For inversions from InvFEST, we accepted the mechanism from InvFEST. For the remaining unclassified inversions, we checked whether the start and end were within inverted repeats from the SD database [4]. If an inverted repeat was found, we classified the inversion as NAHR mediated with IR sizes and identity from SD database. Otherwise, we extracted the whole inversion sequence and aligned it to itself by YASS [39]. If the YASS’s dotplot showed inverted repeat sequence at both the start and the end, we classified it into NAHR inversion. The IR sizes and identity were determined by the YASS’s alignment result. When the inversion was totally reverse complement, we classified it as Palindrome. We classified the remaining inversions into NHEJ/FoSTeS inversion.

Detection of inversion on NA12878

NA12878 raw data [21](version rel3) was downloaded from https://github.com/nanopore-wgs-consortium/NA12878. We aligned it to GRCh37 by BWA-MEM [12] (version 0.7.15-r1142-dirty). The key parameter was -k11 -W20 -r10 -A1 -B1 -O1 -E1 -L0 -Y. We ran npInv(version 1.2) with default parameter. The predicted inversions are the inversions whose “FILTER” field is equal to “PASS” in vcf [40] file.

PCR validation

PCR was used to validate 3 inversions detected from the sequencing data. Two forward primers were designed to overlap the inversion breakpoints, one to amplify the reference copy and a second primer to amplify the inverted copy with a shared reverse primer. PCR reactions were performed using 1x HotStar Taq DNA Polymerase (Qiagen), 2.5mM MgCl2, 200nM of forward primer (either to amplify the reference or the inverted sequence), 200nM reverse primer and 2ng/uL of DNA NA12878. PCR conditions were optimized for each PCR target. The following PCR conditions were used: hot start at 95 °C for 15 minutes, 35 cycles of 95 °C for 30s, 60 °C for 30s and 72 °C for 4 minutes with a final extension of 10 minutes at 72 °C. An annealing temperature of 55 °C was used to amplify the inverted sequence of 3q21.3. PCR products were analyzed by horizontal electrophoresis on 1.5% agarose gel.

Additional file

Additional file 1 (336.5KB, pdf)

Supplementary Figure. Figure S1. Error rates distribution around a wrong mapping homozygous inversion region. Figure S2. Evaluation of BWA-MEM [1], Minimap2 [2] and NGMLR [3] using npInv with short NHEJ inversions. Figure S3. Error rates distribution of 5 aligners. Figure S4. The performance of genotyping inversion from simulated and real data.
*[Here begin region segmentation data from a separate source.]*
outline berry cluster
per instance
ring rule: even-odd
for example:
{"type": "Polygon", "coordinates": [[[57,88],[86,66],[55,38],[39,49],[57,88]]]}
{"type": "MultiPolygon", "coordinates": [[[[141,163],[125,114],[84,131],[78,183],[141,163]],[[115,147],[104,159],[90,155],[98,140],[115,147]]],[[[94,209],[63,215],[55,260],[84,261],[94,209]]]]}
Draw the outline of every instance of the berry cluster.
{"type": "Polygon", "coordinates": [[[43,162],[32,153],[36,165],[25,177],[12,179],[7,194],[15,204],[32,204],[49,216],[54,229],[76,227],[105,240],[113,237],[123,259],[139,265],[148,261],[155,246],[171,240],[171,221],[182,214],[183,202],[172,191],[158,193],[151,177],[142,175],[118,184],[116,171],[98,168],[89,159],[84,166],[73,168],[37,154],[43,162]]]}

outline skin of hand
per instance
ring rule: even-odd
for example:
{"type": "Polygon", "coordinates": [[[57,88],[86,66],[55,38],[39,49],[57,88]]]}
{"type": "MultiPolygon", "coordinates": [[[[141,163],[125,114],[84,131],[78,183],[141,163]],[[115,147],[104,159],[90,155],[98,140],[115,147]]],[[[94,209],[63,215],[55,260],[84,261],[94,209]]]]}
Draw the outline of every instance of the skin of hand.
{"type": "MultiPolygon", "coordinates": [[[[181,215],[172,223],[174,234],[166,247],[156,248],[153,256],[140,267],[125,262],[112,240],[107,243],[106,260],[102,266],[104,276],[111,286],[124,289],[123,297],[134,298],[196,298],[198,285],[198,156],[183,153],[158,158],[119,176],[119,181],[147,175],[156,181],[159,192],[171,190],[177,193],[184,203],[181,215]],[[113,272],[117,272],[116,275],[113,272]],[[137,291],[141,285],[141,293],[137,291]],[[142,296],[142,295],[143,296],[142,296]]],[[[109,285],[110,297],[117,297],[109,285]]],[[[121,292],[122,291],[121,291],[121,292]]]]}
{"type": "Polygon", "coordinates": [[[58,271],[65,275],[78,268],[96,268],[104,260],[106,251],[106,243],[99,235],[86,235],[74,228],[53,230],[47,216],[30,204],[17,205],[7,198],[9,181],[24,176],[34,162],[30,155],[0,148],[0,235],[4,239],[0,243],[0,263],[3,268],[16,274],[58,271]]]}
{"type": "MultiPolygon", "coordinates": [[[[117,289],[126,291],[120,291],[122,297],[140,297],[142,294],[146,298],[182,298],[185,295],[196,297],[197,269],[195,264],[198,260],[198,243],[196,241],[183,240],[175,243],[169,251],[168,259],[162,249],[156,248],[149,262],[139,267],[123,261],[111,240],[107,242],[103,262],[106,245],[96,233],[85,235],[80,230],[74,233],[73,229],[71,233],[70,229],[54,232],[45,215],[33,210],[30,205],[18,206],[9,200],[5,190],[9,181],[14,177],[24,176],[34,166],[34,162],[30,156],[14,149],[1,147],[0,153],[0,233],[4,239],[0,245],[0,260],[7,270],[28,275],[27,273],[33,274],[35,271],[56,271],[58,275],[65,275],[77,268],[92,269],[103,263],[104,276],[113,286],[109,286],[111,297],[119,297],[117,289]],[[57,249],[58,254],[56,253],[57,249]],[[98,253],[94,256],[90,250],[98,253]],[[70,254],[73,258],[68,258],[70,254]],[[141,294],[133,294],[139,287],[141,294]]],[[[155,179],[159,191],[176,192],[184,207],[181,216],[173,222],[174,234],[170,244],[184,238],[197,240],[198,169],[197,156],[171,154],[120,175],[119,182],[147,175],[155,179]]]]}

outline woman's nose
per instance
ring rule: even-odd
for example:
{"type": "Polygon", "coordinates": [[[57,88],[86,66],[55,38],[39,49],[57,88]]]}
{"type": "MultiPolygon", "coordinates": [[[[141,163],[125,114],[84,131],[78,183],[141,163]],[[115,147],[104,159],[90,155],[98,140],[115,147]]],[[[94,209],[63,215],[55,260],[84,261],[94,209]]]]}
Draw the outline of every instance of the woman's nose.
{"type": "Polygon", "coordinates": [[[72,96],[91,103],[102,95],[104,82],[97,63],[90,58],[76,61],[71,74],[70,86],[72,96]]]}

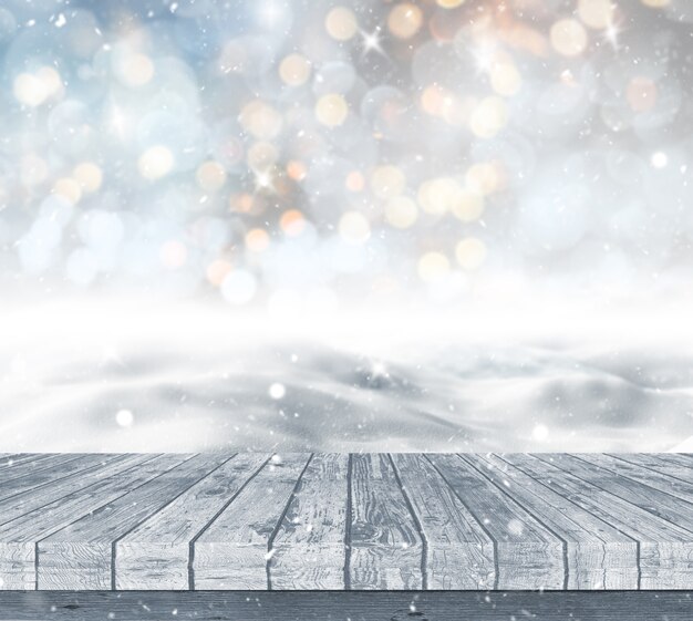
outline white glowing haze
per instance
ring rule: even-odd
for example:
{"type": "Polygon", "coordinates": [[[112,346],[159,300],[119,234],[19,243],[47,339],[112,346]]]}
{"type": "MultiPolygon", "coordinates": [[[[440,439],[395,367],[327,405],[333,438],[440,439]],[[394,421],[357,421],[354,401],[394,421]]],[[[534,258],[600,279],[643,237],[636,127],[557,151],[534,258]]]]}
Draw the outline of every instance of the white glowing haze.
{"type": "Polygon", "coordinates": [[[0,451],[690,449],[690,312],[656,310],[21,304],[0,451]]]}
{"type": "Polygon", "coordinates": [[[684,0],[6,0],[0,451],[693,441],[684,0]]]}

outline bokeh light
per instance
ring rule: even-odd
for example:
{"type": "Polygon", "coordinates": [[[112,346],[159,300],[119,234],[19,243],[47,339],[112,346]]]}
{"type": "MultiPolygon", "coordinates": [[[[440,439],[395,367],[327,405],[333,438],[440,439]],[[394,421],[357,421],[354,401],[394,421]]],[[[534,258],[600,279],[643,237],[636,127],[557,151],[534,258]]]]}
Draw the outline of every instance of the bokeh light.
{"type": "Polygon", "coordinates": [[[690,278],[681,2],[213,4],[0,8],[8,291],[275,312],[690,278]]]}

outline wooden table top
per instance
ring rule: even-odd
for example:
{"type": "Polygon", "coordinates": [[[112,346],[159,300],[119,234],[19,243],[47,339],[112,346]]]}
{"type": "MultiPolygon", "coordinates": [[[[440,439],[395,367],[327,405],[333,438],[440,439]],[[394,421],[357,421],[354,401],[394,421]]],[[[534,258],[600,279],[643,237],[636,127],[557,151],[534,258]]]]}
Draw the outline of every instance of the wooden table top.
{"type": "Polygon", "coordinates": [[[4,455],[0,589],[693,589],[693,455],[4,455]]]}

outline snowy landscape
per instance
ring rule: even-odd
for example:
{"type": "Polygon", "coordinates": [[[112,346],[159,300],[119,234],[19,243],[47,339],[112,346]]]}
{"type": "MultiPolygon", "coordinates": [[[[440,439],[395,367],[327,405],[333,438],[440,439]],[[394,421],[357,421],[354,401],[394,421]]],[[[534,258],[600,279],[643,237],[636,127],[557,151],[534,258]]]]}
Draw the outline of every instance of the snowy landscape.
{"type": "Polygon", "coordinates": [[[0,452],[693,451],[684,0],[6,0],[0,452]]]}

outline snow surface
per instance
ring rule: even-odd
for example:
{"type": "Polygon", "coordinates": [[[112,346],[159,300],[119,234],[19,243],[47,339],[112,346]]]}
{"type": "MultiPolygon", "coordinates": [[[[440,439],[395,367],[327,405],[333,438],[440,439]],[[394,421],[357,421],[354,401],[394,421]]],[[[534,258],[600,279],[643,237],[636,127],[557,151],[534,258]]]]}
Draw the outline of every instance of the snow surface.
{"type": "Polygon", "coordinates": [[[686,313],[2,314],[1,452],[693,447],[686,313]]]}

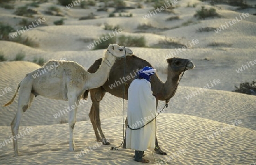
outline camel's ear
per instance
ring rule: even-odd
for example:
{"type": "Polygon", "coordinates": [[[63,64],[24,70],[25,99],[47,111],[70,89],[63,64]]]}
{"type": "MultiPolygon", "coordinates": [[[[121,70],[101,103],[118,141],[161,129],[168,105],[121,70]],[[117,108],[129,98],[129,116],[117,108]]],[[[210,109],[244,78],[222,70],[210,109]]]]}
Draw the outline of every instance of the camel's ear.
{"type": "Polygon", "coordinates": [[[172,63],[172,58],[168,58],[166,59],[166,61],[167,61],[167,62],[170,64],[171,64],[172,63]]]}

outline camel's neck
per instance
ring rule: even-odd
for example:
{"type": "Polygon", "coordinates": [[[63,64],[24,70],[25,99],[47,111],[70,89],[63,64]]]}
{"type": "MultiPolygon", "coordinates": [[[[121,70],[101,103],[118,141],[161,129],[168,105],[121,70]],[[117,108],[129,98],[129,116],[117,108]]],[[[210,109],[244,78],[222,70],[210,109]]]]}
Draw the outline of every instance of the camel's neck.
{"type": "Polygon", "coordinates": [[[102,86],[107,81],[112,66],[116,60],[116,57],[106,51],[101,65],[95,73],[88,73],[85,88],[91,89],[98,88],[102,86]]]}
{"type": "Polygon", "coordinates": [[[168,72],[167,79],[163,83],[158,77],[152,77],[152,87],[153,93],[156,95],[160,100],[166,100],[171,98],[176,93],[175,89],[179,83],[180,74],[177,74],[170,71],[168,72]]]}

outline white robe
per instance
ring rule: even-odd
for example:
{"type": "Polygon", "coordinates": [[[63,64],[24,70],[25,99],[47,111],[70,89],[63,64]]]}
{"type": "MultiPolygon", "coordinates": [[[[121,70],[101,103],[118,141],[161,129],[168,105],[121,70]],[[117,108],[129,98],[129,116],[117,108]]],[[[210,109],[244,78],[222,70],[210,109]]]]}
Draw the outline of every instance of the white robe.
{"type": "MultiPolygon", "coordinates": [[[[128,125],[132,128],[142,126],[155,116],[156,99],[151,84],[144,79],[135,79],[128,89],[128,125]],[[146,118],[145,118],[146,117],[146,118]]],[[[138,130],[126,129],[126,148],[146,151],[154,149],[155,119],[138,130]]]]}

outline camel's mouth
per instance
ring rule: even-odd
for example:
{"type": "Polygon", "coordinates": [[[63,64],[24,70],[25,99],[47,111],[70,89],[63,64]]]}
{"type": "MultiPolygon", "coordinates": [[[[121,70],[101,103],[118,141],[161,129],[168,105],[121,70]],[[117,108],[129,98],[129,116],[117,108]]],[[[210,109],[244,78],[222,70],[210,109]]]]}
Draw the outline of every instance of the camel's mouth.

Figure S5. PCR products validating three inversions (4q35.2, 3q21.3 and 10q11.22). Figure S6. IGV [7] view for left breakpoint on inversion 4q35.2. Supplementary Information. Algorithm 1. Program pseudocode. Supplementary Table. Table S1. PCR primers for validation. Table S2. NA12878 inversion combined from npInv, Validated [6] (Val), Assembly [8] (Asse) and Delly [9]. (PDF 325 kb)

Acknowledgements

We would like to thank Jain et al. [21] for nanopore open dataset. This research was supported by the use of the NeCTAR Research Cloud, by QCIF and by the University of Queensland’s Research Computing Centre (RCC). The NeCTAR Research Cloud is a collaborative Australian research platform supported by the National Collaborative Research Infrastructure Strategy.

Funding

L.C. was supported by an Australian Research Council Future Fellowship during this project (FT110100972). The research is supported by funding from the Australian Research Council (DP140103164). H.S. is funded by a University of Queensland scholarship.

Abbreviations

FISH

Fluorescent in situ hybridization

FoSTeS

Fork stalling and template switching

GC

Genotyping consistency

IR

Inverted repeat

IRF

Inverted repeat finder

LD

Linkage disequilibrium

LINEs

Long interspersed nuclear elements

NAHR

Non-allelic homologous recombination

NHEJ

Non-homologous end joining

npInv

Nanopore inversion

PCR

Polymerase chain reaction

PPV

Positive predictive value

SINEs

Short interspersed nuclear elements

SNP

Single-nucleotide polymorphism

Authors’ contributions

LC and CH conceived the study. HS and MC performed the analysis. H.S developed the software. DG and TD performed the experiment. HS wrote the manuscript, which was revised and approved by all authors. All authors read and approved the final manuscript.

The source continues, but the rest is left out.